Second, her neighborhoods feel under siege not just from short-term rentals, but from a loss of precious landmarks, their unique neighborhood character, and the pollution of the pristine environment they once knew.
Third, the issues are gnarly, ranging from OB activists fighting a Starbucks store, a Mini-Target, the loss of their iconic Nati’s Restaurant, and the Rock Church congestion in Liberty Station.
Add to these, the loss of once pedestrian-friendly beach boardwalks to electric scooters; the development of old school properties on Mission Boulevard, rutted streets, the Formosa slough open space fights, and various infill and expansion projects submitted by the Bahia Hotel and other developers.
Then there are the mega developments planned for the old Post Office site in the Midway District and the Sports Arena acreage, the controversy over increasing density in Bay Park, and the DeAnza Cove decision. All are debates over development.
Zapf has addressed each of these concerns—preservation of old landmarks, cleanup of the bays and ocean, resistance to mega-developments, and paving her district’s streets faster than thought possible.

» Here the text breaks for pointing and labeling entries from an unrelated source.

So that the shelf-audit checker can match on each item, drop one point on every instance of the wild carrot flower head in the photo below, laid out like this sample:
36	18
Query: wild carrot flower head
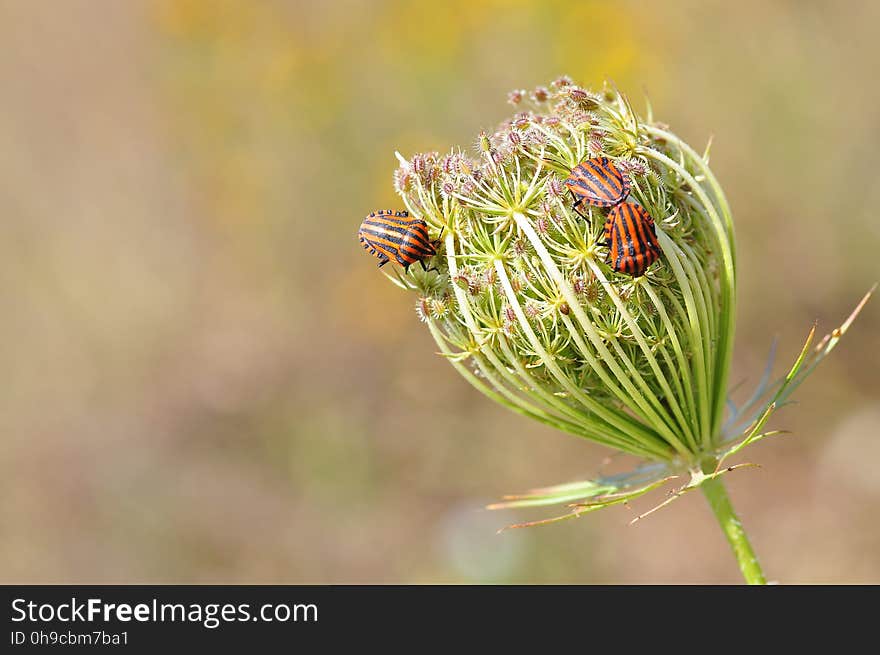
525	307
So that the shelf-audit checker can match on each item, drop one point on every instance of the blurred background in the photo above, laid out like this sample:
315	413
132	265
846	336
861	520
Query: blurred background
205	379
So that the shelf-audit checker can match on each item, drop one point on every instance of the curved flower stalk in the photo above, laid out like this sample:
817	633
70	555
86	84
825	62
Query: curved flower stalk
524	306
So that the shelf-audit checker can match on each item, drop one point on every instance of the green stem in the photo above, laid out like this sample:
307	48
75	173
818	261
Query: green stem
719	501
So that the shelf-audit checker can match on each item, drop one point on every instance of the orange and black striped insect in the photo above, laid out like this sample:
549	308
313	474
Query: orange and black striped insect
598	182
394	235
631	239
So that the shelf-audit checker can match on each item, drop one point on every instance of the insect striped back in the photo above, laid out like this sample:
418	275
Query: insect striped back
631	239
598	182
394	235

Her latest win: saving the old Navy North Chapel built in 1942 after the bombing of Pearl Harbor, a historic landmark that Liberty Station development McMillan wants to replace with yet another restaurant.
Zapf also secured a new fire station in Point Loma, and a $200,000 design/build commitment for a new Lifeguard Station in OB.

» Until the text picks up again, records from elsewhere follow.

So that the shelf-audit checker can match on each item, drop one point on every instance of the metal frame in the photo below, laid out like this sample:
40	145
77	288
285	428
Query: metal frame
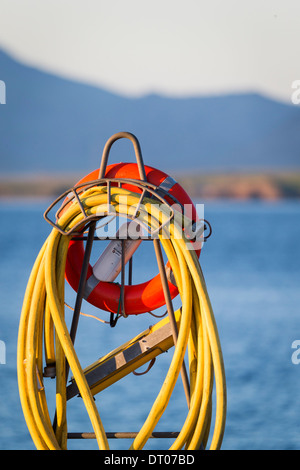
148	190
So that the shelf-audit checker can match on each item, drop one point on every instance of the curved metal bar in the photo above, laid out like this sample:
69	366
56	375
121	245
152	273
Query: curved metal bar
137	149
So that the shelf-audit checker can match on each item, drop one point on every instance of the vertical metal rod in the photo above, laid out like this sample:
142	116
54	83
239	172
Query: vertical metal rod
123	279
171	314
130	271
82	280
79	297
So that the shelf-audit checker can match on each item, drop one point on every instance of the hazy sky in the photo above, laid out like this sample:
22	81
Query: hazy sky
164	46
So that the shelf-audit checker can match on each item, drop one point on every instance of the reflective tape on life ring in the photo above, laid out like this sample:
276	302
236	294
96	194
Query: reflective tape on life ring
138	298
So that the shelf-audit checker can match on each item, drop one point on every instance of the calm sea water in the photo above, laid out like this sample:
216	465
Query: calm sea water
252	268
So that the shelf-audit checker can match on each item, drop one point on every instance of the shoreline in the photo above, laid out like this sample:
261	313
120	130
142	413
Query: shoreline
209	186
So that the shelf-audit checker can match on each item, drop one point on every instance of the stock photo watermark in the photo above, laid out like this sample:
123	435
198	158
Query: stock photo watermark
296	94
2	352
2	92
151	220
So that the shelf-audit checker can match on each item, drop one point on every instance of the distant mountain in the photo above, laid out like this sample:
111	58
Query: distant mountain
50	124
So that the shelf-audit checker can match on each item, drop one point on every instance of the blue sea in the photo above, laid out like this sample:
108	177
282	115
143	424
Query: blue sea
251	264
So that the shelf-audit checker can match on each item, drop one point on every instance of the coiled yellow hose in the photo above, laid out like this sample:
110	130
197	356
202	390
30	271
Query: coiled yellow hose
43	328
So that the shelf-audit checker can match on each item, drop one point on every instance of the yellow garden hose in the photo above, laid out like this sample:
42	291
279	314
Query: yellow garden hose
43	332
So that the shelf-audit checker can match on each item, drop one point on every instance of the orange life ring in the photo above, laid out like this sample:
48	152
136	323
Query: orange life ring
139	298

In political parlance, she is bringing home the bacon.
One thing Zapf also knows is that no one can get elected in District 2 who is not an avid environmentalist. As one who spent sabbatical year “backpacking around the world,” including hiking the Himalayas and scuba diving the Great Barrier Reef, she is now burnishing those credentials.
She often leads clean-up events in her district and recently received the “Legislator of the Year Award” from the San Diego River Park Foundation.
Her one costly misstep happened in one of the oldest, wealthiest and highest voter-turnout areas in her district—Pt. Loma.
At issue was the planned three-story, nine-condominium development on La Playa’s Kellogg Beach. The opposition is fierce.
The neighbors started petition drives, Facebook pages, held vigils, raised funds and crammed planning commission meetings.
Their argument, is compelling: the loss of more precious beach with what amounts to the first beachfront high rise.
“The building will be a massive structure that will block beautiful public views of the marina and bay,” opponents say. “These are public views from the streets that are enjoyed by hundreds, if not thousands of people who live in La Playa and those who visit this area.”
Zaph stirred up a backlash with an original statement of support for the unpopular project, but has since reversed herself.
Maybe just in time to secure her re-election.
Colleen O’Connor is a native San Diegan and a retired college professor.